Mi sentivo spesso contesa da opposti sentimenti. Volevo aiutare Giulia anche se non ero in grado di capire cosa sarebbe stato davvero giusto per lei, motivo per il quale mi rimproveravo: se mi fossi sforzata di più, mi dicevo, tutto avrebbe funzionato meglio. In parte questo sentimento mi accompagna ancora oggi. Era difficile sentirmi così poco efficace verso di lei. Ero travolta dalla situazione e dalle mia presunta inadeguatezza e così talvolta diventavo ingiusta nei suoi confronti e la rimproveravo. Mi pesava quasi una cattiva coscienza. Sperimentavo contemporaneamente in me grande responsabilità e grande impotenza. In qualche modo arrivai a non comprendere la malattia nel giusto verso, non capivo in verità che cosa realmente le stesse succedendo.

Sicuramente mi sarebbe stato di aiuto, se qualcuno avesse parlato con me e mi avesse chiarito cosa stava accadendo e come io avrei dovuto comportarmi con Giulia e mi avesse spiegato che non ero io responsabile per lei ed anche che non avrei potuto guarirla. Non so proprio se avrei creduto a tutto questo, però forse sarebbe stato importante fare almeno un tentativo.
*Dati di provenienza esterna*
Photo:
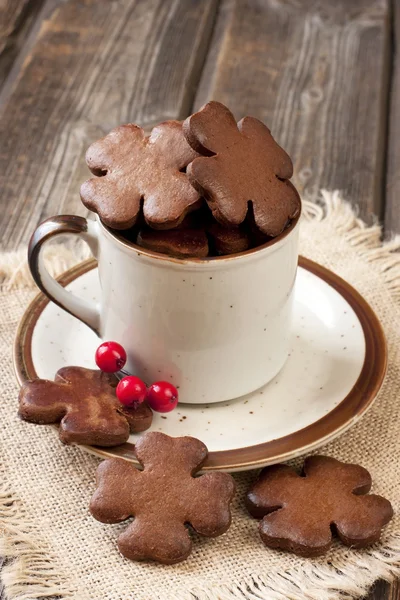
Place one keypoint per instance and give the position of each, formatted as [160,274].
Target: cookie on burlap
[299,513]
[241,164]
[132,169]
[84,402]
[163,498]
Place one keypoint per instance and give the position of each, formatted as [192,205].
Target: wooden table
[323,74]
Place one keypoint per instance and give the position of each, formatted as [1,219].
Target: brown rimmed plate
[335,369]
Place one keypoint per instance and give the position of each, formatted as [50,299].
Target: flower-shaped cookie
[132,168]
[83,401]
[162,498]
[299,513]
[241,164]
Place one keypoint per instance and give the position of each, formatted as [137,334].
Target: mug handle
[49,229]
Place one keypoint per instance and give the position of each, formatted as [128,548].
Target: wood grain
[392,210]
[16,20]
[316,72]
[94,65]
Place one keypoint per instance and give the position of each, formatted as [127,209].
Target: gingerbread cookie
[163,498]
[299,512]
[180,243]
[228,241]
[132,168]
[240,164]
[83,401]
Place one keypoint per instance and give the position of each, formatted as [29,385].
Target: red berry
[162,396]
[131,390]
[110,357]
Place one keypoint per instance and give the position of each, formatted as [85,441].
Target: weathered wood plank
[94,65]
[16,18]
[392,208]
[316,72]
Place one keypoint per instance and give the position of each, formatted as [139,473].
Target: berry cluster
[161,396]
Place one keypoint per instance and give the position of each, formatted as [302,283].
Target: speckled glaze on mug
[218,328]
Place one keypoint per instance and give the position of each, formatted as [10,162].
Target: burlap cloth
[56,549]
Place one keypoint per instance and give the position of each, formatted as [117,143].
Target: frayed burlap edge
[30,572]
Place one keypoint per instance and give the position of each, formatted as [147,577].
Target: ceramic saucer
[335,368]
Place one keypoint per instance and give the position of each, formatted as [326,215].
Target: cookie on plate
[299,512]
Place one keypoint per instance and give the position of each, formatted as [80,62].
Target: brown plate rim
[352,407]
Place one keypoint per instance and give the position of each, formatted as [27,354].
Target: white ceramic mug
[218,327]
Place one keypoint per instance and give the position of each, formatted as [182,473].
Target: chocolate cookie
[83,401]
[240,164]
[132,168]
[163,498]
[228,241]
[299,512]
[180,243]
Particolarmente brutto, triste per me fu vedere, come le si prescrivessero sempre più farmaci: mia sorella era sempre più apatica e continuava ad acquistare peso. E fui felice infine quando lei, dopo infinite discussioni, si si convinse ad affidarsi ad un altro medico. Da allora le cose cominciarono a migliorare. Negli anni precedenti si era data da fare in molte cose, che fino a quel momento parevano impossibili.

Anni prima Giulia aveva letto un libro, nel quale venivano descritti bambini con ADS. Lei aveva compreso di essersi sentita proprio così, nell‘infanzia. Da un lato lo si poteva anche interpretare – e di questo lei si dispiaceva – come se nel corso di molti anni non le fosse stata fatta la diagnosi giusta. Dall‘altro, le si sarebbero potute aprire così nuove possibilità.
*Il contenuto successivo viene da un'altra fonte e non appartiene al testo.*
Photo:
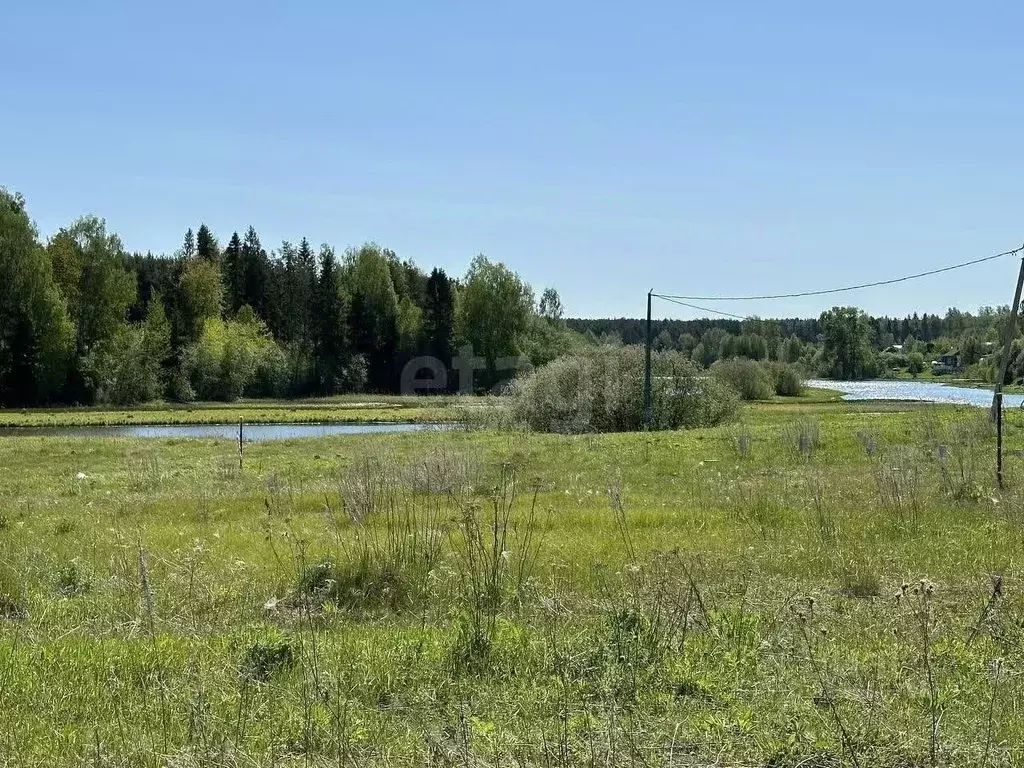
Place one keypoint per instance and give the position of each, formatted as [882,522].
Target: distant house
[946,364]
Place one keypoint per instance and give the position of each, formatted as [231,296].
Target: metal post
[1008,336]
[647,409]
[998,438]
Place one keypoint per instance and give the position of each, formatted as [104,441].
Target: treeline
[682,335]
[82,321]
Molte di queste sensazioni mi accompagnano ancor oggi, però mi riesce di stare meglio. Si è alleggerito il senso di responsabilità e sono in grado di percepire in anticipo il risvegliarsi delle sue paure, di parlare con lei di come possa convivere con queste situazioni. Io cerco anche di reagire dando significato agli avvenimenti, cerco di non sopravvalutare i suoi pessimistici punti di vista (lei è molto brava ad argomentare in tal senso) mi impegno nel renderla più forte in modo che possa aiutarsi da sola senza farsi e farci venire tutto addosso…

Amo la mia sorella e ancora spero, sempre, che almeno una volta le possa semplicemente andar tutto bene, per un tempo più lungo. Mi piace come lei si comporta, sincera ed originale, talvolta come un bambino; di come può trovar piacere e saper essere pratica in così tante cose. Malgrado questo o forse proprio perché le serve ancora sostegno, a Giulia è riuscito di costruirsi un grande cerchio di amicizie.
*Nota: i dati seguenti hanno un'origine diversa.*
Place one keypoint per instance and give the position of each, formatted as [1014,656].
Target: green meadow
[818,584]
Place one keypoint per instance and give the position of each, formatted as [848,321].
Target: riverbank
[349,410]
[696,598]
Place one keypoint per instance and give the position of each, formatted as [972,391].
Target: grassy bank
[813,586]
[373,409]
Qualche volta mi arrabbio del suo modo spontaneo di affrontare le cose immediatamente e soprattutto emotivamente.

Naturalmente tutte queste esperienze hanno avuto anche la loro parte positiva: durante la “malattia” di Giulia i rapporti nella nostra famiglia sono diventati più stretti, siamo tutti molto vicini. Tramite lei io ho sviluppato molta più comprensione per l‘essere umano, per le persone che vivono situazioni difficili. E c‘è ancora una cosa per la quale sono veramente grata: attraverso queste esperienze ho imparato a costruire, nei confronti dei miei figli, una relazione piena d‘amore e di attenzione. E questo anche mi è riuscito.